Crawl4AI provides a wait_for parameter that allows you to specify a condition to wait for before considering the page fully loaded. This can be particularly useful for dynamic content.

Here's an example:

async def wait_for_parameter_crawl():
    async with AsyncWebCrawler(verbose=True) as crawler:
        url = "https://github.com/example/repo/commits/main"
        session_id = "wait_for_session"
        all_commits = []

        js_next_page = """
        const commits = document.querySelectorAll('li.commit-item h4');
        if (commits.length > 0) {
            window.lastCommit = commits[0].textContent.trim();
        }
        const button = document.querySelector('a.pagination-next');
        if (button) button.click();
        """

        wait_for = """() => {
            const commits = document.querySelectorAll('li.commit-item h4');
            if (commits.length === 0) return false;
            const firstCommit = commits[0].textContent.trim();
            return firstCommit !== window.lastCommit;
        }"""

        schema = {
            "name": "Commit Extractor",
            "baseSelector": "li.commit-item",
            "fields": [
                {
                    "name": "title",
                    "selector": "h4.commit-title",
                    "type": "text",
                    "transform": "strip",
                },
            ],
        }
        extraction_strategy = JsonCssExtractionStrategy(schema, verbose=True)

        for page in range(3):
            result = await crawler.arun(
                url=url,
                session_id=session_id,
                css_selector="li.commit-item",
                extraction_strategy=extraction_strategy,
                js_code=js_next_page if page > 0 else None,
                wait_for=wait_for if page > 0 else None,
                js_only=page > 0,
                bypass_cache=True
            )

            commits = json.loads(result.extracted_content)
            all_commits.extend(commits)
            print(f"Page {page + 1}: Found {len(commits)} commits")

        await crawler.crawler_strategy.kill_session(session_id)
        print(f"Successfully crawled {len(all_commits)} commits across 3 pages")

asyncio.run(wait_for_parameter_crawl())

This technique separates the JavaScript execution (clicking the "next" button) from the waiting condition, providing more flexibility and clarity in some scenarios.

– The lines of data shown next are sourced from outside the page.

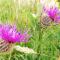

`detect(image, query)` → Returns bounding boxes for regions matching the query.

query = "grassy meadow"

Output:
[0,0,60,60]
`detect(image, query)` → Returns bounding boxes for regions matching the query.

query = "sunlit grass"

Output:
[0,0,60,60]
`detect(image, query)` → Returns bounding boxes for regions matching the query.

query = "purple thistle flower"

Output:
[0,25,30,43]
[44,7,60,23]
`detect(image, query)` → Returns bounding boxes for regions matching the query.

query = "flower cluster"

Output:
[44,7,60,23]
[0,24,30,43]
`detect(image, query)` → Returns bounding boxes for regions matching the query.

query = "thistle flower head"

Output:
[44,7,60,23]
[0,24,30,43]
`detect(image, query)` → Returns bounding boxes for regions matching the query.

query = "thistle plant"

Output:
[0,24,30,54]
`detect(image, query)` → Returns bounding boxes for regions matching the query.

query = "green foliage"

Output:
[0,0,60,60]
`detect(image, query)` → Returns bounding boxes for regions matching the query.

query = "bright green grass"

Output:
[0,0,60,60]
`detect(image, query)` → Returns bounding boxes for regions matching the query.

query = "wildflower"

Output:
[0,25,29,43]
[0,24,30,53]
[14,45,37,54]
[44,7,60,23]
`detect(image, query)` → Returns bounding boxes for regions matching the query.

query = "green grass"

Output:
[0,0,60,60]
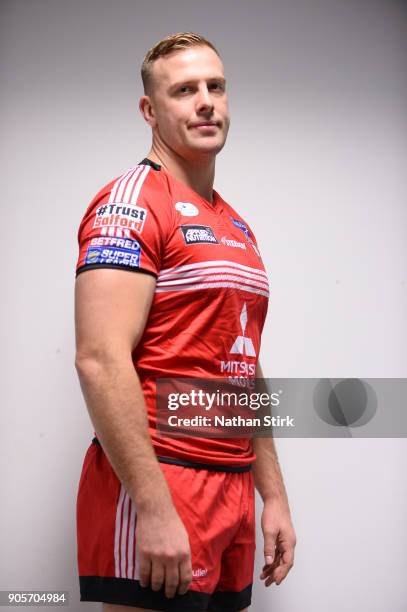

Best Practices for Session-Based Crawling

  1. Use Unique Session IDs: Ensure each crawling session has a unique session_id to prevent conflicts.
  2. Close Sessions: Always close sessions using kill_session when you're done to free up resources.
  3. Handle Errors: Implement proper error handling to deal with unexpected situations during crawling.
  4. Respect Website Terms: Ensure your crawling adheres to the website's terms of service and robots.txt file.
  5. Implement Delays: Add appropriate delays between requests to avoid overwhelming the target server.
  6. Use Extraction Strategies: Leverage JsonCssExtractionStrategy or other extraction strategies for structured data extraction.
  7. Optimize JavaScript: Keep your JavaScript execution concise and efficient to improve crawling speed.
  8. Monitor Performance: Keep an eye on memory usage and crawling speed, especially for long-running sessions.

Conclusion

Session-based crawling with Crawl4AI provides powerful capabilities for handling dynamic content and complex web applications. By leveraging session management, JavaScript execution, and waiting strategies, you can effectively crawl and extract data from a wide range of modern websites.

Remember to use these techniques responsibly and in compliance with website policies and ethical web scraping practices.

For more advanced usage and API details, refer to the Crawl4AI API documentation.